Ожидание конца света и наступления мессианского Царства не имеет ничего общего с манией, так как подобный образ мыслей был в то время широко распространен среди евреев и являлся составной частью мировоззрения, нашедшего отражение в их религиозной литературе. Даже идея Иисуса о том, что Он и есть тот, кто при наступлении мессианского Царства явится как Мессия, не содержит в себе ничего патологического, такого, что можно было бы отнести к мании величия. Если на основании семейного предания Иисус был убежден, что происходит из рода Давида, нет ничего удивительного в том, что Он считал себя вправе претендовать на мессианский сан, обещанный потомку Давида в писаниях пророков. Если свою уверенность в грядущей мессианской славе Он решает держать в тайне и тем не менее слабый проблеск этой уверенности находит отражение в Его речах, то с чисто внешней стороны Его поведение похоже на поведение человека, одержимого манией величия. На самом деле, однако, мы видим здесь нечто совсем иное. Для Иисуса было вполне естественно и логично держать в тайне свои притязания. Согласно иудейским представлениям, Мессия откроется только с наступлением мессианского Царства. Следовательно, Иисус не мог говорить людям о своем будущем мессианстве. И если, с другой стороны, во многих Его высказываниях чувствуется, что Он провозглашает приход Царства Божьего с властной уверенностью Того, кому предназначено быть его Царем, то это с логической точки зрения тоже вполне понятно. В общем, Иисус никогда не ведет себя как человек, блуждающий в мире бредовых иллюзий. Он реагирует абсолютно нормально и на то, что Ему говорят, и на те события, которые Его касаются. Он никогда не теряет контакта с реальностью.

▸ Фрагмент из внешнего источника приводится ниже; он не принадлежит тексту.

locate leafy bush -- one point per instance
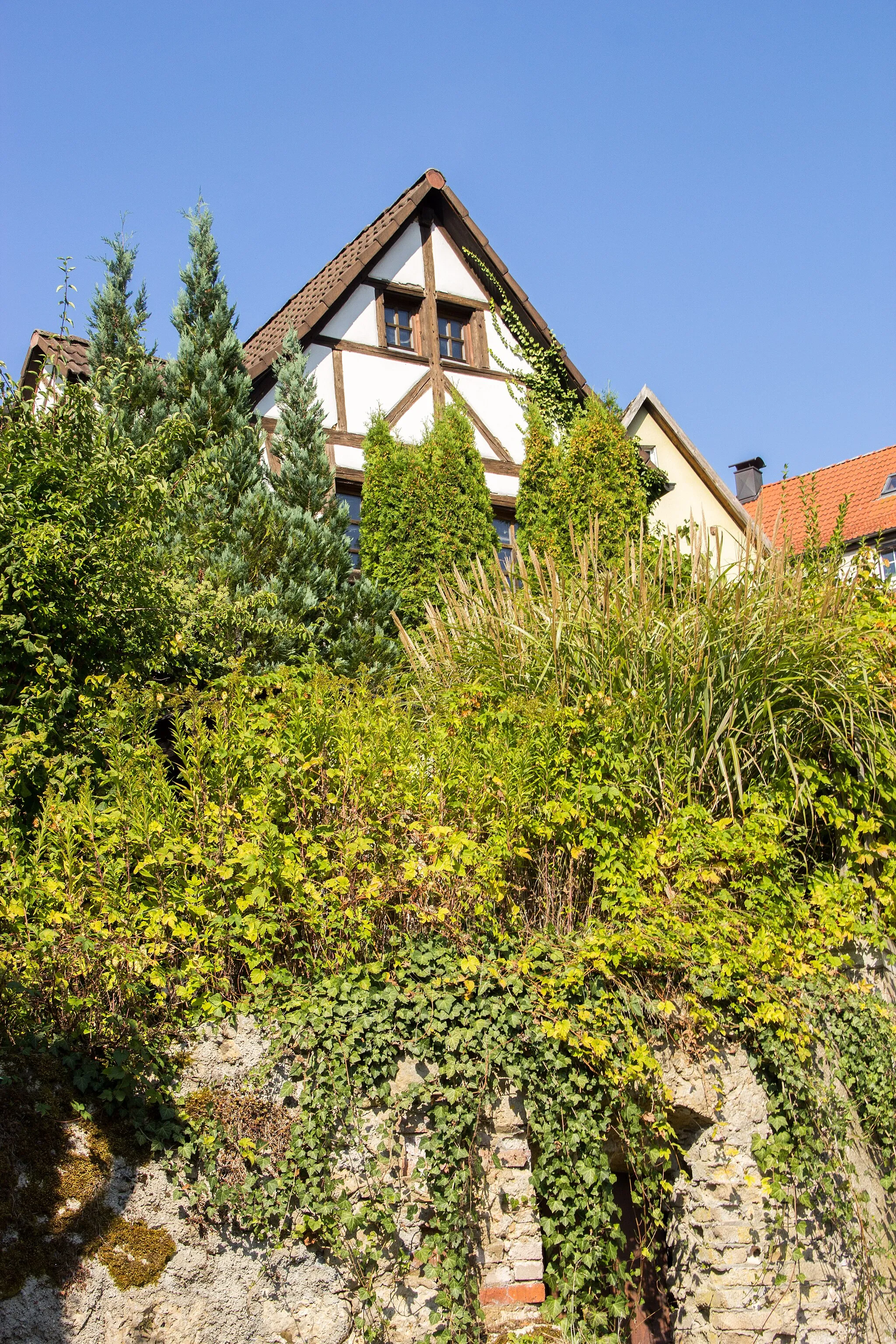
(776, 678)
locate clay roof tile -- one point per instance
(863, 479)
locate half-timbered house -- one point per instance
(401, 320)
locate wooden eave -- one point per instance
(63, 351)
(430, 192)
(692, 456)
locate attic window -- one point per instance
(399, 329)
(452, 338)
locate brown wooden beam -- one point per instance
(430, 310)
(412, 396)
(495, 444)
(339, 384)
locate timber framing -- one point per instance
(430, 206)
(311, 307)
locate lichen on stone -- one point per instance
(133, 1253)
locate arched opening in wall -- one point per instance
(649, 1296)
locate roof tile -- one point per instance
(860, 479)
(265, 343)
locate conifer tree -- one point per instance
(207, 381)
(535, 512)
(595, 471)
(127, 377)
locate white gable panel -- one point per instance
(452, 275)
(355, 319)
(403, 262)
(492, 402)
(503, 484)
(320, 363)
(413, 424)
(483, 445)
(347, 456)
(373, 381)
(497, 347)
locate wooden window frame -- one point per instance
(409, 304)
(462, 316)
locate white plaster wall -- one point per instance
(347, 456)
(501, 484)
(483, 445)
(403, 262)
(492, 401)
(374, 381)
(416, 421)
(355, 319)
(691, 495)
(499, 351)
(320, 363)
(452, 275)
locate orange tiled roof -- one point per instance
(304, 308)
(859, 478)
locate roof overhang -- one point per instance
(427, 192)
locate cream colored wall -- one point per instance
(691, 495)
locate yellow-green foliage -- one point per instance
(602, 815)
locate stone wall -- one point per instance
(724, 1248)
(724, 1253)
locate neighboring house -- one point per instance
(52, 358)
(867, 482)
(401, 320)
(696, 491)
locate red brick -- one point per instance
(504, 1295)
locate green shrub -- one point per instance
(593, 472)
(426, 507)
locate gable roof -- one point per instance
(69, 353)
(691, 455)
(859, 478)
(308, 308)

То обстоятельство, что названные медики, вопреки элементарным, с точки зрения квалифицированного психиатра, соображениям, усомнились в психическом здоровье Иисуса, можно объяснить только тем, что они были недостаточно знакомы с исторической стороной вопроса. Они не только упустили из виду, что мир идей, в котором жил Иисус, можно объяснить исходя из позднеиудейского мировоззрения, — они также не смогли отделить исторически достоверные сведения об Иисусе от недостоверных. Вместо того чтобы придерживаться двух древнейших источников, Марка и Матфея, они собрали все, что сообщается об Иисусе во всех четырех евангелиях, и, нарисовав портрет некой вымышленной личности, сделали заключение о наличии патологии. Показательно, что главные аргументы в пользу того, что Иисус страдал умственным расстройством, основаны на материале Евангелия от Иоанна.
В действительности Иисус был убежден в своем мессианском предназначении потому, что Его мощная этическая личность не могла осознать себя как-либо иначе в рамках религиозных идей того времени. По своей духовной природе Он и в самом деле был этическим властителем, приход которого был обещан пророками.